NGPL v Pool 124 S.W.3d 188 (Tex. 2003).
To me it was a bewildering decision on the application of adverse possession to severed mineral interests.
What I got out of the case was that if there was a lease in place and you paid royalties, even though the lease had terminated, you in effect had adversely possessed the leasehold estate rather than the mineral estate.
Is that about right?
I am sure there are some progeny cases out there as well
Which Parks case? What is the full cite?
The Sheppard case is a ridiculously bad decision that misapplies Texas law. We are stuck with it for now. Given its holding, there is really not much you can put in a lease to protect from its result, other than a clause stating that its holding does not apply. Start with that. I have a similar clause relating to the Heritage Resources v. Nationsbank holding that nullifies the cost free royalty clause. Other than that I'm not sure what you can do.
The cross-conveyance issue was not determinative according to the court of appeals, since the Sheppard lease included a clause that pooling would not effect a cross-conveyance. I don't recall the Supreme COurt really addressing the issue at all, as it relied instead on the pooling agreement that Sheppard was not even a party to. Under Sheppard, the unit remains valid and binding on the lands previously covered by the terminated lease regardless of the cross-conveyance issue.
I think the best bet is to include a clause that Sheppard does not apply. Parties can contractually agree to anything they want.

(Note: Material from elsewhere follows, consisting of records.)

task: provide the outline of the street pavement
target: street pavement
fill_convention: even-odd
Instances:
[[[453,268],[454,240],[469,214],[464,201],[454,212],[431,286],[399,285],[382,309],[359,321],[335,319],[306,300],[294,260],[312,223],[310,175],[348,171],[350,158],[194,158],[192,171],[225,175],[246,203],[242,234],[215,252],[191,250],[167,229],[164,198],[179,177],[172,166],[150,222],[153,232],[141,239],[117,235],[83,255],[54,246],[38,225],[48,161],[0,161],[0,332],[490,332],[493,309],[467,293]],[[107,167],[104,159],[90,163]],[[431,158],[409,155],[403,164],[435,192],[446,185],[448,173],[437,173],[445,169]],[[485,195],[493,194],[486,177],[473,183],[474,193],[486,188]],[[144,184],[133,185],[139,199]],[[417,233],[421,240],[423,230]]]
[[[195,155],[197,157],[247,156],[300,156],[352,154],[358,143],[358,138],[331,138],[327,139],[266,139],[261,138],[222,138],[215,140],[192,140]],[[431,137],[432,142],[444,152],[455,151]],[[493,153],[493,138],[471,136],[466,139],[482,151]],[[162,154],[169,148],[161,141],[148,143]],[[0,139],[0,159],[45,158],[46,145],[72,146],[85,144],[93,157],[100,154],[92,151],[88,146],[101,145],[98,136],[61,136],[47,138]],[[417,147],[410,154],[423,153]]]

Getting a company to agree to that is the hurdle.
What is your take on the Parks case where the lessee adversely possessed the leasehold estate?
Also, with the Sheppard case holding that the expired lease does not kill the unit, do not you agree that the lease form itself should provide a remedy for leases which have ipso facto expired and are unreleased, creating an unmarketable title?
The implication on the Sheppard Case to me is that the unit is potentially valid until dissolved, since there is a cross conveyance of minerals/leasehold.